Artwork created in 1937 as part of the Mass Observation project has been acquired for the Worktown Collection at Bolton Library and Museum Services.

We have acquired a  key piece of artwork from the ground-breaking 1930s social experiment, Mass Observation.

Bolton by Julian Trevelyan, 1937

Entitled simply ‘Bolton’, the artwork was created by Julian Trevelyan in 1937 and depicts a traditional industrial mill scene from the town.

Trevelyan was part of a larger team of observers, who descended on Bolton to document the everyday lives of people at work, play and on holiday.

Their observations were depicted in photographs, sketches, paintings and collages, and Bolton became known as Worktown.

The opportunity to purchase Trevelyan’s piece ‘Bolton’ arose when it went to auction at Sotheby’s in November.

Lines of washing
Lines of washing from the Worktown Collection


The Worktown collection is owned by Bolton Library and Museum Services and includes more than 1,000 photographs and pieces of art by observers Humphrey Jennings, Humphrey Spender and Julian Trevelyan.

It was acquired for £20,000 thanks to funding from the Arts Council/V&A Purchase Grant Fund, the Art Fund and The Friends of Bolton Museum.

Industrial Bolton
A view of the industrial landscape from the Worktown Collection


The collage shows the mills and chimneys of Bolton rising up into a bright blue sky.
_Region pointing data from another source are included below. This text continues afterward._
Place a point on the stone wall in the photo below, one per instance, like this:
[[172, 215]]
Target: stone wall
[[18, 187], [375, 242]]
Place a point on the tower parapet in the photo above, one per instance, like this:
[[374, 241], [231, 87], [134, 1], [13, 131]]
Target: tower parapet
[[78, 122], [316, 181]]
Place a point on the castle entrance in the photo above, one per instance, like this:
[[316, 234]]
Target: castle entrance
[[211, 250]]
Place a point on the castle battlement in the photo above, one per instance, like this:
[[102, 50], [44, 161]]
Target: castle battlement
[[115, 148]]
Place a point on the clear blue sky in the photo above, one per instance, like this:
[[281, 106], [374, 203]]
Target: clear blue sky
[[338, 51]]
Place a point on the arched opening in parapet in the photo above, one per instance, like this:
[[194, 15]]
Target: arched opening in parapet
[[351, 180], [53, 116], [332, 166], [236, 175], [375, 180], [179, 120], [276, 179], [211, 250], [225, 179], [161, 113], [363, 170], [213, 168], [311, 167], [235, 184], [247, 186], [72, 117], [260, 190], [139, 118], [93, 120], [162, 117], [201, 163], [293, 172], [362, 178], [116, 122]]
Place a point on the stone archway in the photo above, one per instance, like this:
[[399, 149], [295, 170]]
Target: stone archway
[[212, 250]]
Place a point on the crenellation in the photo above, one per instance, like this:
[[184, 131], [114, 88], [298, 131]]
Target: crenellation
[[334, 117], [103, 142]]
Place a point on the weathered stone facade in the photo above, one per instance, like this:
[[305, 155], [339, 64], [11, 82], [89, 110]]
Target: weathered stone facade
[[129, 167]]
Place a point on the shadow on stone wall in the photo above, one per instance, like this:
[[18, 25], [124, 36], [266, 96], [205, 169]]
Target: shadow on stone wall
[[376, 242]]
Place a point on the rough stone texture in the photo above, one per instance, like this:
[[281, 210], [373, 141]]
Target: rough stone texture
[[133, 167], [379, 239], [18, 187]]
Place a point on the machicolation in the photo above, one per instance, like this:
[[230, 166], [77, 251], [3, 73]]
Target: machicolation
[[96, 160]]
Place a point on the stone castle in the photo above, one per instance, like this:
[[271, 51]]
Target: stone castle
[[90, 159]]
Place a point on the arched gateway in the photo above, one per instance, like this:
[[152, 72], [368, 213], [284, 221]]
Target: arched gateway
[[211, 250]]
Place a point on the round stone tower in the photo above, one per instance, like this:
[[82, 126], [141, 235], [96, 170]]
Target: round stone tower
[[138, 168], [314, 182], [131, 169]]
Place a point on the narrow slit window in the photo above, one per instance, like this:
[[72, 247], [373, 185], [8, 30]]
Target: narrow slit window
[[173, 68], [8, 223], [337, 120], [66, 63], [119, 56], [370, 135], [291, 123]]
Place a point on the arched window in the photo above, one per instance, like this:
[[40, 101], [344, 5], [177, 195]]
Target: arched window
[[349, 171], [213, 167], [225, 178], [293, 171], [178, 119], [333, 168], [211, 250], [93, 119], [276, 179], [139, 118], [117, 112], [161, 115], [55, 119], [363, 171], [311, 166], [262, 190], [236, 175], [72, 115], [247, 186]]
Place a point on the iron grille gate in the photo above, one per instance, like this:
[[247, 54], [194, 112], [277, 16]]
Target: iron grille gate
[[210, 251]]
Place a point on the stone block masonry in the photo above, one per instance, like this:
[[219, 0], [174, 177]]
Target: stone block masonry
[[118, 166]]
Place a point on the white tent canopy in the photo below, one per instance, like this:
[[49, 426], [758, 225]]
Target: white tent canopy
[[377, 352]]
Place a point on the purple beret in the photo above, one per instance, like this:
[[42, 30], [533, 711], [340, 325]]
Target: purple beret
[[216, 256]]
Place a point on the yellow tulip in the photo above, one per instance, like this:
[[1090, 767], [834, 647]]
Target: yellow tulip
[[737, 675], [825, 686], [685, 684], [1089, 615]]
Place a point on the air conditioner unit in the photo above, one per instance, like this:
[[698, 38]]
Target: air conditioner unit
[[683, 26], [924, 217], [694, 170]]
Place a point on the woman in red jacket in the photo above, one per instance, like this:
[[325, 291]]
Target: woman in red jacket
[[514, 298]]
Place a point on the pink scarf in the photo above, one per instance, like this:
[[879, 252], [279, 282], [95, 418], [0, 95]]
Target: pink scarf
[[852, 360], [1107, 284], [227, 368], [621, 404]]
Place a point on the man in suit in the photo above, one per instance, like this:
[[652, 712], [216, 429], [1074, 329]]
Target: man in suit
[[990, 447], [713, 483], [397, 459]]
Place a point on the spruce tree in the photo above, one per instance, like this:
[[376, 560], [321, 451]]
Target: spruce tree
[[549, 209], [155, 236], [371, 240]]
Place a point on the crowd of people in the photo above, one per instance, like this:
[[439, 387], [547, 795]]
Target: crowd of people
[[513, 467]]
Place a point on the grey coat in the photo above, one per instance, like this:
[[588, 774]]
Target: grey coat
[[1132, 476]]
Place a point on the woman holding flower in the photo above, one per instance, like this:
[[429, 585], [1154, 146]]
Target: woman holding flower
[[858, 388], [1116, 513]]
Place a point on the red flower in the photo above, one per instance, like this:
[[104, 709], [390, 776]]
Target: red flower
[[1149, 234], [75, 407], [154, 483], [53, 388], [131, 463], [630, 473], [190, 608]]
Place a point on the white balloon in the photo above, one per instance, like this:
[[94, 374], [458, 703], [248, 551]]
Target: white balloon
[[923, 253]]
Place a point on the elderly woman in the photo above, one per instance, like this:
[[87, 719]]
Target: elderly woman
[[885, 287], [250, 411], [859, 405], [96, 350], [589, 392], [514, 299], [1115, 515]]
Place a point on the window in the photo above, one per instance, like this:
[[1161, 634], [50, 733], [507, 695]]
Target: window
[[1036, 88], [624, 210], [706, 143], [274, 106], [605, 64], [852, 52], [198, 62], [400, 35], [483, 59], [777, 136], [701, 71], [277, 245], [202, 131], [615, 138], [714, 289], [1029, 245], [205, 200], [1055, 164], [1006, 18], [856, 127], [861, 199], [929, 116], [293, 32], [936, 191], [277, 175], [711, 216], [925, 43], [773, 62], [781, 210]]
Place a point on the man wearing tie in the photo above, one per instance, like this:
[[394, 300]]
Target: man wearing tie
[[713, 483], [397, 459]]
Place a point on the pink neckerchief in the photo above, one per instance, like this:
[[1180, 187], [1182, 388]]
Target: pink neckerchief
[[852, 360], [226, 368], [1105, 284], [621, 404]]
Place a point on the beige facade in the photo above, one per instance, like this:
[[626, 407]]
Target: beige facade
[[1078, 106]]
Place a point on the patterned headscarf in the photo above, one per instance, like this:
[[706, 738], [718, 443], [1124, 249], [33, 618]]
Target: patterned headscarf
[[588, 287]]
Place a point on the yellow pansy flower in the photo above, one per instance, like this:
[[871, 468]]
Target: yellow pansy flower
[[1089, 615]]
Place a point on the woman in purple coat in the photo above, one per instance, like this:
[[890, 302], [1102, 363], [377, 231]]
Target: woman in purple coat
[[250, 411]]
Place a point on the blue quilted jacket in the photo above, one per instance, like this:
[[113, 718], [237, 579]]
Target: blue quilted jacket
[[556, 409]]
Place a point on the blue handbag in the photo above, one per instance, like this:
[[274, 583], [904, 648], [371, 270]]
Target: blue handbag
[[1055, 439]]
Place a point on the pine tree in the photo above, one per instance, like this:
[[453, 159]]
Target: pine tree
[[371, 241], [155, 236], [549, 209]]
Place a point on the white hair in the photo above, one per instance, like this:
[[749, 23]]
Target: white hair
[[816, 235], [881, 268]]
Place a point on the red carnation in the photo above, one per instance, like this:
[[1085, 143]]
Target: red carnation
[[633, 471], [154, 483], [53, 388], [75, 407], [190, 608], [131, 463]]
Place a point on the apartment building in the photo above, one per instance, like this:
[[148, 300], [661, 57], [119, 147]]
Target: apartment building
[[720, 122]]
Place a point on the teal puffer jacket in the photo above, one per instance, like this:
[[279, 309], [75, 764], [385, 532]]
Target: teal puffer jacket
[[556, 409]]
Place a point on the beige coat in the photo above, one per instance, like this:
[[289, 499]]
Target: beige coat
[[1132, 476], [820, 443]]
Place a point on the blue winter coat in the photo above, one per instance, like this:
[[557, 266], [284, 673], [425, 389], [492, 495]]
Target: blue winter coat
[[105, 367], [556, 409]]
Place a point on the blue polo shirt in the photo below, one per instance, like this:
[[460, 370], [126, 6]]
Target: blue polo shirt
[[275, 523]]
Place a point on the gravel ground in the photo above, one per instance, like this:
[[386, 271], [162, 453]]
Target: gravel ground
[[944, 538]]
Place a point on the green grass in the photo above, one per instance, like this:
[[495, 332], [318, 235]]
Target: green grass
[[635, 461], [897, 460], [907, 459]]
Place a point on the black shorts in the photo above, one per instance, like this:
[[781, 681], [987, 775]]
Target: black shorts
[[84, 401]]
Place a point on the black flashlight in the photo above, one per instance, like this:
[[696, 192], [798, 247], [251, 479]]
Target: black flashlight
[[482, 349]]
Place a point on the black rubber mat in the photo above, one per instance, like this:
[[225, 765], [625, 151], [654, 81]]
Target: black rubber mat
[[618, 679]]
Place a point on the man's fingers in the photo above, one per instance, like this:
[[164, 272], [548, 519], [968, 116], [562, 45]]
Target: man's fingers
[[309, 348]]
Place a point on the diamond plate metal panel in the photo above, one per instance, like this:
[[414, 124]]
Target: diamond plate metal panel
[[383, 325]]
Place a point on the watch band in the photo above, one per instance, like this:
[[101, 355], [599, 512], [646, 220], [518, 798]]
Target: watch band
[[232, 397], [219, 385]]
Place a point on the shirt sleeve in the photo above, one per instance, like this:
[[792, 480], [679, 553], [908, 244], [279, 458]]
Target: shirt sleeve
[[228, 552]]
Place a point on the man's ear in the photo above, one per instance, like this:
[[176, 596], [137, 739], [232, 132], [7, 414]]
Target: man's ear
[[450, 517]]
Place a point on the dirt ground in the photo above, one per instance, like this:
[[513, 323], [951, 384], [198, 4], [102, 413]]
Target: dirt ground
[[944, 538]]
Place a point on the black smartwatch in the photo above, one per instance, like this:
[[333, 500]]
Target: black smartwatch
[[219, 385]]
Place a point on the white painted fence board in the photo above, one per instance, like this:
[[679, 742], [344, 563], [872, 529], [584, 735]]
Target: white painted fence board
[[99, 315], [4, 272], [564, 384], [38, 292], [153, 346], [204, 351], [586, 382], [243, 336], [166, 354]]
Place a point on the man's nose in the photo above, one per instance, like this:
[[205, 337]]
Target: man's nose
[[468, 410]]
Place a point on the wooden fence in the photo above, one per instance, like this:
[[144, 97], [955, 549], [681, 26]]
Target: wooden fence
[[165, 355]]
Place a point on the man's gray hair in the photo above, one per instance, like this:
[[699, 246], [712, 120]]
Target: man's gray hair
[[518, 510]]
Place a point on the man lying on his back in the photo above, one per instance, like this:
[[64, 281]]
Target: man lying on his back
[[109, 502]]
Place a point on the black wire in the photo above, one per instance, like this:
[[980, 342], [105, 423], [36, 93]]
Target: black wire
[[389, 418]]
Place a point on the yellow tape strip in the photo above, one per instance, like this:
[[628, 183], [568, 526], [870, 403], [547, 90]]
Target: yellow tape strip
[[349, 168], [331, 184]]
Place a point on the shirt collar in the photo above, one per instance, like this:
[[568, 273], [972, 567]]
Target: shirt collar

The fields and hills of the West Pennine Moors can be glimpsed in the background.

If examined more closely, the artwork reveals a hidden political message in the newspaper and magazine cuttings, reflective of the Spanish civil war of the time and the rise of fascism across Europe.

Trevelyan had an unusual approach to his art. Carrying a suitcase of scraps and magazines, scissors, glue, watercolours and Indian ink he would make his way to his chosen spot.

Once there, he would battle the elements to create his latest collage – usually gathering quite a crowd as he captured the mood of industrial Bolton.

 ‘Bolton’ will go on display in the museum’s Making Landscape exhibition, which is situated in the lower ground floor of the Le Mans Crescent building.